The docker can be directly downloaded from dockerhub (https://hub.docker.com/r/guangywang/tadsplimer) with the following command.
docker pull guangywang/tadsplimer:v1.0.3
Conda setup (Contribute by Jimin Tan, Thanks):
conda create --prefix ./tadsplimer --file tadsplimer_pkgs.txt
conda activate ./tadsplimer
In general, TADsplimer can be executed by following command line options:
docker run -v /<path>/:/data/ -t guangywang/tadsplimer:v1.0.3 python3 /bin/TADsplimer.py <command> <path> [optional arguments]
Please make sure output filder is empty or doesn't exit.
TADsplimer involves following command options:
split_TADs:
split TAD detection using two contact maps as input files
-h, --help show this help message and exit
-c, --contact_maps CONTACT_MAP
paths to two contact maps. paths must be separated by
the comma ','. (default: None)
--contact_maps_aliases
A set of short aliases for two contact maps.
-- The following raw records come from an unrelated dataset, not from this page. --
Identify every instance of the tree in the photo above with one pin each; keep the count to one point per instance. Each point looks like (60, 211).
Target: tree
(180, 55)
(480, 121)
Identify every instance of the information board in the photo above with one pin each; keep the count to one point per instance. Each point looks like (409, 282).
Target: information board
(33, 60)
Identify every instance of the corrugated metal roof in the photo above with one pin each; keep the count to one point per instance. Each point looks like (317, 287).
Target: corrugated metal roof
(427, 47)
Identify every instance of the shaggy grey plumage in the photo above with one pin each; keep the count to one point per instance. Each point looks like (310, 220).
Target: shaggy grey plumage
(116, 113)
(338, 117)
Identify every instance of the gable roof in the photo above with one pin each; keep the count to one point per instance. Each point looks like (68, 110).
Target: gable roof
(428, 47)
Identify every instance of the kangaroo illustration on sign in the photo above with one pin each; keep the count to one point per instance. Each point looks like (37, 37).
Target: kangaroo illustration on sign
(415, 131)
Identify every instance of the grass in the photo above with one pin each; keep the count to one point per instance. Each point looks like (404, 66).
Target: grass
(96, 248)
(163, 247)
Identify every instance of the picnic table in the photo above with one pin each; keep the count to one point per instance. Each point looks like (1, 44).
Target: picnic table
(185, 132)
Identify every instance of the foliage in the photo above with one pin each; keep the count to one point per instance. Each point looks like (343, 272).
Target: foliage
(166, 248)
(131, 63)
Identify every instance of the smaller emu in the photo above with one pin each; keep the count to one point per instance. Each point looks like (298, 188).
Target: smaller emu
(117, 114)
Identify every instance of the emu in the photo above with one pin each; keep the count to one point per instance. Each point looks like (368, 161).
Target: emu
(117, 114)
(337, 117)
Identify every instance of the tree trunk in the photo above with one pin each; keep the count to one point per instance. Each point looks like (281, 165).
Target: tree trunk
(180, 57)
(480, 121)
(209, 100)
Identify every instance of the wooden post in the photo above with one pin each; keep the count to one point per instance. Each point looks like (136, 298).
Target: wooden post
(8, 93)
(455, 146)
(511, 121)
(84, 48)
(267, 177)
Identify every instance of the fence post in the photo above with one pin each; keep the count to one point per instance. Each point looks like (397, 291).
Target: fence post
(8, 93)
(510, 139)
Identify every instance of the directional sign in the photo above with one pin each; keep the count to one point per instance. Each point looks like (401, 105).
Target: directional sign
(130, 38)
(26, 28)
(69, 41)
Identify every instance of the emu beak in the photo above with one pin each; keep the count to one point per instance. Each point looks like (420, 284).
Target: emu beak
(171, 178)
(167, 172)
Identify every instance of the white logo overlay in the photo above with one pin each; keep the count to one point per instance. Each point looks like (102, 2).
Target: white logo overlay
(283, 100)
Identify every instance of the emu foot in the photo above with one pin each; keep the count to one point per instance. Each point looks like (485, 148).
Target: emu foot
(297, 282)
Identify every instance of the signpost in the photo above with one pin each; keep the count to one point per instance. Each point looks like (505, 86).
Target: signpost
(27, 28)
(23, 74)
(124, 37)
Aliases
must be separated by the comma ','. (default: None)
-u, --up_cutoff UP_CUTOFF
paths for up cutoff of two contact maps,paths must be
separated by the comma ','. (default: None)
-d, --down_cutoff DOWN_CUTOFF
paths for down cutoff of two contact maps, paths must
be separated by the comma ','. (default: None)
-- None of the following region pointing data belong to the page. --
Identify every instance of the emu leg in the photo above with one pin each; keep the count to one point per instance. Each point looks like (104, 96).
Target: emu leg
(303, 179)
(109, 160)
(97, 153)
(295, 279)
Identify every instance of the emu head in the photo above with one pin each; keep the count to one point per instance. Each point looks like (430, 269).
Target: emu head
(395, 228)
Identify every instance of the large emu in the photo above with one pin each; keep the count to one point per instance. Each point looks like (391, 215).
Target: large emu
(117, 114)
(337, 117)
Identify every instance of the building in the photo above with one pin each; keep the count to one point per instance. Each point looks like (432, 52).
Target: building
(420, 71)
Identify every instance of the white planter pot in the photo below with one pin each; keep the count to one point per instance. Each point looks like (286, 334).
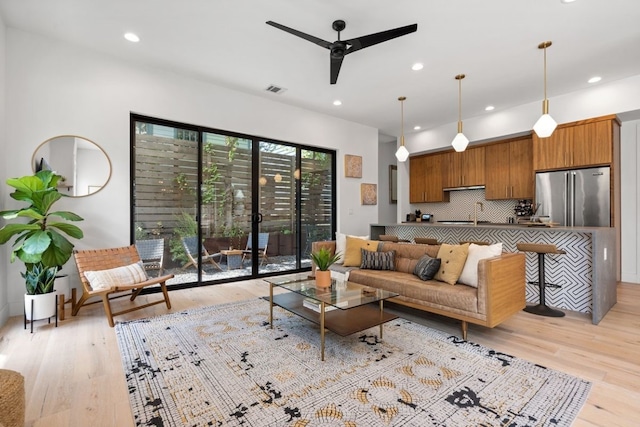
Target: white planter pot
(44, 306)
-j, --adjust_quality ADJUST_QUALITY
set as 0 to auto optimize up_cutoff and down_cutoff,
set as 1 not auto optimize up_cutoff and down_cutoff
(default: 0)
-o, --output OUTPUT
path to output files (default: None)
-d, --split_direction DIRECTION
set as 0: output TADs split in both two contact maps,
set as 1: output TADs split in contact map1, set as 2:
output TADs split in contact map2 (default: 0)
The following commands can be used to detect TAD split and merge events.
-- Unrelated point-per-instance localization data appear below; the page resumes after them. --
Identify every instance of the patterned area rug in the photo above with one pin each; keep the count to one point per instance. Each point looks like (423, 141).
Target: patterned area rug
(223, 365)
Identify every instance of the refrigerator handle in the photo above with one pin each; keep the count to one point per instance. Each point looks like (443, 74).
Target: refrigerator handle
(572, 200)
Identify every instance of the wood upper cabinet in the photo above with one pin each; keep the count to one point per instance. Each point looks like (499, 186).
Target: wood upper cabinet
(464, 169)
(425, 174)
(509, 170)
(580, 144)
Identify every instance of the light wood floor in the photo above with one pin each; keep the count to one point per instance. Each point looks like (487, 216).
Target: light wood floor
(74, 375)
docker run -v /<path>/:/data/ -t guangywang/tadsplimer:v1.0.3 python3 /bin/TADsplimer.py split_TADs -c /data/simulation_merge.txt,/data/simulation_split.txt --contact_maps_aliases merge,split -o /data/output
TAD_calculator:
topological domain identification
-h, --help show this help message and exit
-c, --contact_map CONTACT_MAP
path to Hi-C contact map (default: None)
-u, --up UP_CUTOFF
up cutoff for Hi-C contact map detection (default: 0)
-d, --down DOWN_CUTOFF
down cutoff for Hi-C contact map detection (default: 0)
-o, --TAD_output OUTPUT
path for the output file of TADs (default: None)
-p, --TAD_plot PLOT
Set to 1 to plot the contact map and TAD, else set to
0 to cancel this analysis. (default: 1)
--sub_map SUB_MAP
Set to 1 to output sub contact maps and TADs, else set
to 0 to cancel this analysis. (default: 1)
The following commands can be used to detect TADs.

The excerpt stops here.